DO NOT TRY DURIAN IN YOUR LIFE
There is a reason it is banned from aircraft and subways and restaurants and practically everywhere but the sodding street. It is absolutely revolting, like pickled banana and brie, a stinging, acidic cheese fruit that’s been through a cat.
Finally, we went to Chau Doc: this slightly rundown little border town is within spitting distance of Cambodia, but it’s unfortunately devoid of any Khmer cuisine. However, it does boast a fascinating floating-village community, just around the bend of the river.
It’s really quite stunning. Lines of houses stretch from the river bank over the river, making little aqua cul-de-sacs, with each building floating on a bed of plastic drums. Beneath, a submerged wire cage keeps thousands of fish captive, facilitating both a handy place to dispose of scraps of food and an easy source of protein whenever you need it.
A tour of the village takes you aboard one of the houses, where you are shown the frenzied fish feeding on grain, survey the living quarters, ut generally feel awkward about being aboard someone’s home.

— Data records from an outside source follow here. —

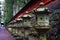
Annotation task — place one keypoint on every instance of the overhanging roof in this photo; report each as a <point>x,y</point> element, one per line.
<point>30,6</point>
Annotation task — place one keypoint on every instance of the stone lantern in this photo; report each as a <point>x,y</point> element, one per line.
<point>42,21</point>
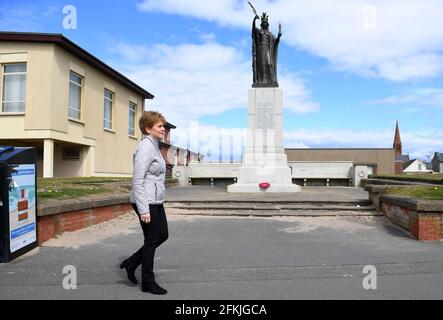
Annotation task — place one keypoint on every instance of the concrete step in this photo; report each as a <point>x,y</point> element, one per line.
<point>271,213</point>
<point>271,206</point>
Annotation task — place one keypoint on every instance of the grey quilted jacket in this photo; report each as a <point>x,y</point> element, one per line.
<point>148,180</point>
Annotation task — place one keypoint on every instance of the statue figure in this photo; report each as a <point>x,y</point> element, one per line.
<point>264,53</point>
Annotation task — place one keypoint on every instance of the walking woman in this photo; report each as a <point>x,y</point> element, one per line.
<point>147,197</point>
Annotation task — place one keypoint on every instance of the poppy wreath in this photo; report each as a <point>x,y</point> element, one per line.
<point>264,185</point>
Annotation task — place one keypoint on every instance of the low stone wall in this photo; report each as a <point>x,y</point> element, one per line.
<point>422,218</point>
<point>58,216</point>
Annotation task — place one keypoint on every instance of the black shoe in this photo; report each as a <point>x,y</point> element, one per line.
<point>130,271</point>
<point>153,288</point>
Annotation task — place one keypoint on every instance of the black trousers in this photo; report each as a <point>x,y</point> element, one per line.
<point>155,233</point>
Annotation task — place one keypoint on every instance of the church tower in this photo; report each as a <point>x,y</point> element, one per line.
<point>398,151</point>
<point>397,141</point>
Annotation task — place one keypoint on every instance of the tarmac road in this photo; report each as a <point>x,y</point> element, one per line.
<point>236,258</point>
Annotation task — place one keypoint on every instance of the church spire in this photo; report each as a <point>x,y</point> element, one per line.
<point>397,141</point>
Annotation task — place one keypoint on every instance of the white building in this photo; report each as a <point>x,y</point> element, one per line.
<point>415,166</point>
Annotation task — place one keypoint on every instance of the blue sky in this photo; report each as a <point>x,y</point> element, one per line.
<point>348,70</point>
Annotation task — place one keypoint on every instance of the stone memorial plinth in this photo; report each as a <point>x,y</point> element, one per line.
<point>264,159</point>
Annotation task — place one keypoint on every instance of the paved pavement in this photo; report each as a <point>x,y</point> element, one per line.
<point>236,258</point>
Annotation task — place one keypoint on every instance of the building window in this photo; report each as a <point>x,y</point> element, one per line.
<point>71,153</point>
<point>107,122</point>
<point>75,86</point>
<point>14,87</point>
<point>132,111</point>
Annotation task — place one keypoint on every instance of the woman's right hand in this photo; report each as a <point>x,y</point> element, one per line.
<point>146,217</point>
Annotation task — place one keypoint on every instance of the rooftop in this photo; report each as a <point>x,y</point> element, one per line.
<point>77,51</point>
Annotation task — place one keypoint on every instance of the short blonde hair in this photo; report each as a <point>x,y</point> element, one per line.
<point>149,119</point>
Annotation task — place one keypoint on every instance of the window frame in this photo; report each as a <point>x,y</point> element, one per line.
<point>111,100</point>
<point>134,105</point>
<point>3,74</point>
<point>69,93</point>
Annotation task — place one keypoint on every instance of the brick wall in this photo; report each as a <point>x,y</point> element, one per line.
<point>423,226</point>
<point>51,225</point>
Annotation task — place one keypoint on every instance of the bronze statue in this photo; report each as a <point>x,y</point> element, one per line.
<point>264,53</point>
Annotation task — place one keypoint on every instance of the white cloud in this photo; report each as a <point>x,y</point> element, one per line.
<point>26,17</point>
<point>194,80</point>
<point>418,97</point>
<point>207,139</point>
<point>396,40</point>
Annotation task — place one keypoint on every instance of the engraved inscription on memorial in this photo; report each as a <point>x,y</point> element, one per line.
<point>264,116</point>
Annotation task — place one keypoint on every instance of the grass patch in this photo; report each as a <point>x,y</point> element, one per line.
<point>423,177</point>
<point>70,193</point>
<point>71,188</point>
<point>417,192</point>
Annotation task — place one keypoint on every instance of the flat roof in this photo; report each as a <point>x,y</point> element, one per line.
<point>339,148</point>
<point>68,45</point>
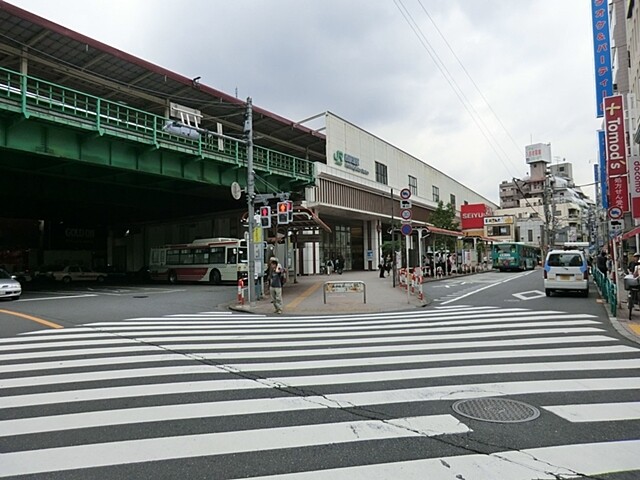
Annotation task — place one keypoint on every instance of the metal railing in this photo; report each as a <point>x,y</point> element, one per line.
<point>608,289</point>
<point>41,99</point>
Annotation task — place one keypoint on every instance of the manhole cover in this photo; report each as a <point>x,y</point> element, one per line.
<point>499,410</point>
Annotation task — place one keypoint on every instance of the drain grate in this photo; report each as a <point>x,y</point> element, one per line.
<point>499,410</point>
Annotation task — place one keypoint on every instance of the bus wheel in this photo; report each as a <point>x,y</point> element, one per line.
<point>214,277</point>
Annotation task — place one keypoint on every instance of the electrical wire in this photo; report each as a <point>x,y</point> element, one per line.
<point>449,78</point>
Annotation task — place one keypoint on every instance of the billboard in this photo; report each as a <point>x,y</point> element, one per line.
<point>472,216</point>
<point>538,152</point>
<point>601,52</point>
<point>616,152</point>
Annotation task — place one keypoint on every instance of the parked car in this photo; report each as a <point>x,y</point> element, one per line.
<point>9,287</point>
<point>77,273</point>
<point>566,270</point>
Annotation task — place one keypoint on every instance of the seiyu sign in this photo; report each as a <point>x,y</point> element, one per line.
<point>616,153</point>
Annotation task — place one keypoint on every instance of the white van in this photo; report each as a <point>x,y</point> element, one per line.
<point>566,270</point>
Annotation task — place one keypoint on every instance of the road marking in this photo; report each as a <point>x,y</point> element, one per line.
<point>56,298</point>
<point>296,301</point>
<point>252,406</point>
<point>530,295</point>
<point>188,446</point>
<point>41,321</point>
<point>597,412</point>
<point>485,287</point>
<point>239,352</point>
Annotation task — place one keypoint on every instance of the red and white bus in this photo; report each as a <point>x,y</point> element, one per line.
<point>212,260</point>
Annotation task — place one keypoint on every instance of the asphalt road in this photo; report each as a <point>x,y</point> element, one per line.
<point>155,382</point>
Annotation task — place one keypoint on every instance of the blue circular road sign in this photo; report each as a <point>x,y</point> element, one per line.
<point>406,229</point>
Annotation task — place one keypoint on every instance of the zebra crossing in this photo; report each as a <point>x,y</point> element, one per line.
<point>365,396</point>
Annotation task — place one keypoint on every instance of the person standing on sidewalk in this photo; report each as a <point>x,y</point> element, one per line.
<point>275,284</point>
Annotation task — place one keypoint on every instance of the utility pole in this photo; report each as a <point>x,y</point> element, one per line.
<point>248,130</point>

Then, inevitably I suppose, you’re taken over bamboo bridges to the mainland, crossing bodies of water entirely covered with floating vegetation, to a village where houses on stilts shelter conveniently open market stalls. Oh look something to buy! It was cheaper than a night market, to be fair.
Aside from the river, there are a few Buddhist temple sights to see in the area, so Swarana and I opted for a moto-taxi guide to take us round.
You get taken round a bunch of temples, see some weird mirrored cave rooms, climb up a mountain and watch the sunset over Cambodia. Makes a nice afternoon jaunt.
The following day we made our way back to Saigon, again. For the last time. We took it pretty easy, even going to the cinema a couple of times (Avengers 2: dull, boring, superhero schlock; Mad Max Fury Road: intense thrill-ride, with a fight scene of Jackie Chan quality).
But soon it was time to say goodbye. It was great to see so many old mates over in Vietnam, but as ever, the road inevitably beckoned.
However, I take heart in one further thing. I’m a big Die Hard fan, so when I see any of them subsequently, I can legitimately quote Special Agent Johnson:
“Yeeehaaw! Just like back in Saigon! Eh, slick?”